Ramayana has been India’s favourite story. The epic has been retold many times over the centuries, but it never fails to captivate the reader or listener. The latest retelling comes from Amish, who calls it the Ramchandra Series. The first book in the series The Scion of Ikshvaku, was released last week. Reviewers have critcised Amish for taking liberties with the plot and changing the story from what we have grown up listening to. But with his fans, the book is a hit.
We recommend five more retellings of the Ramayana, which you must read if you enjoy the story of Rama.

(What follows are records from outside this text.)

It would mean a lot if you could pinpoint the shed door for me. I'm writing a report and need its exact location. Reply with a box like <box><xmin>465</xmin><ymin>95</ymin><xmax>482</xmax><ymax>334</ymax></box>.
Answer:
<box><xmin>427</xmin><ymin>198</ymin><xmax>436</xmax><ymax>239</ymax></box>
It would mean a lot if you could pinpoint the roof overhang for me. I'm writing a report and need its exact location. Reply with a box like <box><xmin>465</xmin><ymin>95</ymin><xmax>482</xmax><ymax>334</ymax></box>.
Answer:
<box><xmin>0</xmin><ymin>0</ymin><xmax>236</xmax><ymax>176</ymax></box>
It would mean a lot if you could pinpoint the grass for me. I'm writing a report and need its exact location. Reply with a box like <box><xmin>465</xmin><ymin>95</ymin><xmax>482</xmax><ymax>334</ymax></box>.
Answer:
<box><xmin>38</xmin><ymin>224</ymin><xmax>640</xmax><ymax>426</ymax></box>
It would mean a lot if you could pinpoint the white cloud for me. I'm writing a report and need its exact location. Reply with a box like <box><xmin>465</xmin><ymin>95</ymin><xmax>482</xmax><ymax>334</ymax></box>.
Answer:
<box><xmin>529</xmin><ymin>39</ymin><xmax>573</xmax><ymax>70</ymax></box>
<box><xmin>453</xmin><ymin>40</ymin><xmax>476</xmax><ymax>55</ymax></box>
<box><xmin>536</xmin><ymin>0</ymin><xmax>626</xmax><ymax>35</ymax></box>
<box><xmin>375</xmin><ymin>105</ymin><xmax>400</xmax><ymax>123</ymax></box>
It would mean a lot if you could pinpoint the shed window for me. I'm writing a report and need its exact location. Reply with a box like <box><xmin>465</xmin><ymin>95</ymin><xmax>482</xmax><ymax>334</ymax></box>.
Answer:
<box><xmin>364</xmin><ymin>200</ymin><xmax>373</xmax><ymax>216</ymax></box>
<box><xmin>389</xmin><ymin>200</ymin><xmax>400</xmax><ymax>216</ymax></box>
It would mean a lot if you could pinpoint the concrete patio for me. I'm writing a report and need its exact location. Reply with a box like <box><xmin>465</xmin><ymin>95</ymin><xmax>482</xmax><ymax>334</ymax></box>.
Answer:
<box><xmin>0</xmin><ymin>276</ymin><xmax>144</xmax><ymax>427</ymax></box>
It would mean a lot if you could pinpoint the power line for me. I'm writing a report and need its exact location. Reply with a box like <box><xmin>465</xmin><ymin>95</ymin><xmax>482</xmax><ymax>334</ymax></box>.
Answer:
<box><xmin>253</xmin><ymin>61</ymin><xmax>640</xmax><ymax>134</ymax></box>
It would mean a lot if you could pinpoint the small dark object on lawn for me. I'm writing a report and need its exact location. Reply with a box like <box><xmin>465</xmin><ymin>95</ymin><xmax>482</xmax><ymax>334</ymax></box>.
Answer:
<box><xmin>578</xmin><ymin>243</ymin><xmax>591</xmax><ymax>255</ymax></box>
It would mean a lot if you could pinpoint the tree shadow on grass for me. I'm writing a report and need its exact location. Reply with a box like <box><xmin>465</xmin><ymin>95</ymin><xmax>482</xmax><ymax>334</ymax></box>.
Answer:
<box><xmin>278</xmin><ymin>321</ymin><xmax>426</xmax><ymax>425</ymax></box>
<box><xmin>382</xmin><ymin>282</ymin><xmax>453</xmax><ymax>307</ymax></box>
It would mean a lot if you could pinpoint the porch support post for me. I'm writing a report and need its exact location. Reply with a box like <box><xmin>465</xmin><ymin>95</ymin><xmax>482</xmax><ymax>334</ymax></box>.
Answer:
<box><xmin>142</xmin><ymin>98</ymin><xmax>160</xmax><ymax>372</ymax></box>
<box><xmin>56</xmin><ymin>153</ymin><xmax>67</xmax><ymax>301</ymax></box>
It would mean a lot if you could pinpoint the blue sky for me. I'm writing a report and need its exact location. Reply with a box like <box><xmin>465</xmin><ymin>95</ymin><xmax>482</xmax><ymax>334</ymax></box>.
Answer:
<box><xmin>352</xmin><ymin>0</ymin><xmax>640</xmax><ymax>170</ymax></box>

1. Ramayana by C Rajagopalachari:
If you are reading the Ramayana for the first time, then is the book that you should read. It does not deviate from Valmiki’s Ramayana and tells the story without any new additions of imagination. Written by the statesman and last Governor General of India, C Rajagopalachari, in 1951 the book has run into 42 impressions. Isn’t it impressive?
2. Sita’s Ramayana by Samhita Arni: This beautifully produced book, offers Ramayana in the graphic novel style, with illustrations by traditional patua folk artist Moyna Chitrakar. Samhita Arni tells the story through Sita’s perspective, who is imprisoned in Ashoka Vana. She learns of the war through Trijatha, Vibhishana’s daughter who describes the war to her. This book was on The New York Times Bestseller list for two weeks in 2011.
3. Sita’s Ascent by Vayu Naidu: The book starts from where the Ramayana ends for most of us. Affected by the gossip about Sita’s chastity, Rama sends Sita away to Valmiki’s ashram. A heavily pregnant Sita feels betrayed by both Rama and Lakshmana who rode her to the ashram. Through her remembrances of the time she was imprisoned by Ravana, we see Sita as a strong woman.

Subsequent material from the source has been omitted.